Parasite enzymes as potential targets for antiparasitic chemotherapy.

I have thus far listed a total of 10 potential targets for antiparasitic chemotherapeutic consideration. This is by no means a completed list. Many more will be added to it with time and with more future findings. Among these 10 targets (summarized in Table I), however, one may gain some insight and see a few interesting general trends: (1) Nucleic acid metabolism and carbohydrate-energy metabolism in protozoan parasites appear to be targets for fruitful chemotherapeutic attacks. Their being useful targets results generally from the deficient metabolism in the protozoan parasites. Thus, the main vulnerability among the protozoan parasites is closely associated with their parasitic nature. (2) Microtubules and nervous systems appear to be the main chemotherapeutic targets in helminths. They differ from those in the host not because of their parasitic nature but, more likely, because of the evolutionary distance separating the mammalian hosts and the primitive metazoa. Thus, free-living nematodes, such as Caenorhabditis elegans, have their microtubules just as susceptible to the benzimidazole anthelmintics as those from the parasitic worms. The motoneuronal map of C. elegans is identical with that of Ascaris lumbricoides. Both worms are similarly immobilized by levamisole, piperazine, avermectins, etc. The dual insecticidal and antiexoparasite activities found in the avermectins and milbemycins may also suggest that the free-living insects and the ticks and lice may have the same GABA nervous system.
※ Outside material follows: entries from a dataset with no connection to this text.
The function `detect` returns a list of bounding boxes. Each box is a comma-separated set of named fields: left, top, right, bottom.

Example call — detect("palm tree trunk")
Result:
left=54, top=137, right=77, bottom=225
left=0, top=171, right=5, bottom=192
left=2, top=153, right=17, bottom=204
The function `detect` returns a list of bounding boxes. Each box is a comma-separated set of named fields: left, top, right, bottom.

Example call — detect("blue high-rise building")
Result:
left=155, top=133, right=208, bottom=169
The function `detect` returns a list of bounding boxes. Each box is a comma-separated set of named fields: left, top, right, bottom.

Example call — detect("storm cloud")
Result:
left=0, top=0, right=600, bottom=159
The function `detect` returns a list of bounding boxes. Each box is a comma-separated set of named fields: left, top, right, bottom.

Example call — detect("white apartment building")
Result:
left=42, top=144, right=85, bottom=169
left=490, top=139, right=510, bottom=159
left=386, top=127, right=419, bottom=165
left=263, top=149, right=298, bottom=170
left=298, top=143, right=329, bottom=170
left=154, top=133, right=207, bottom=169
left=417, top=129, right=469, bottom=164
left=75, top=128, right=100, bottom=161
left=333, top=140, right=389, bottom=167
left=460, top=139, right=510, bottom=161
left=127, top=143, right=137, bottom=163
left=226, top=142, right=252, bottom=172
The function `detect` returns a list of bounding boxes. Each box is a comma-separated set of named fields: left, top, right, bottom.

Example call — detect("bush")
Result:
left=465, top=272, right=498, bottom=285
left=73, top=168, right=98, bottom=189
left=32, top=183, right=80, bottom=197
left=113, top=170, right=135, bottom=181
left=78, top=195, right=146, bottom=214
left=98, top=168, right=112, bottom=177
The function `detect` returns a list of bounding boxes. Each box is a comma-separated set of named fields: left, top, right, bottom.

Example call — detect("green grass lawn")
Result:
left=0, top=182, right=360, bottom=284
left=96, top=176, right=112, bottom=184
This main discrepancy between protozoan parasites and metazoan parasites may be partly attributable to the higher mutation rates and higher frequencies of genetic recombination among the protozoa, evidenced by the higher rates of development of drug resistance among them. The fast adaptation to a new environment may be essential for survival, but it would also lead to metabolic deficiencies after the protozoa lived in a luxurious environment for a while. This revelation may suggest that future chemotherapeutic studies on parasitic helminths can utilize free-living helminths as models to eliminate many unnecessary technical difficulties. Also, there perhaps could be a further classification among the parasites to term the protozoa "true parasites" and the helminth "pseudo-parasites" from the viewpoint of chemotherapy.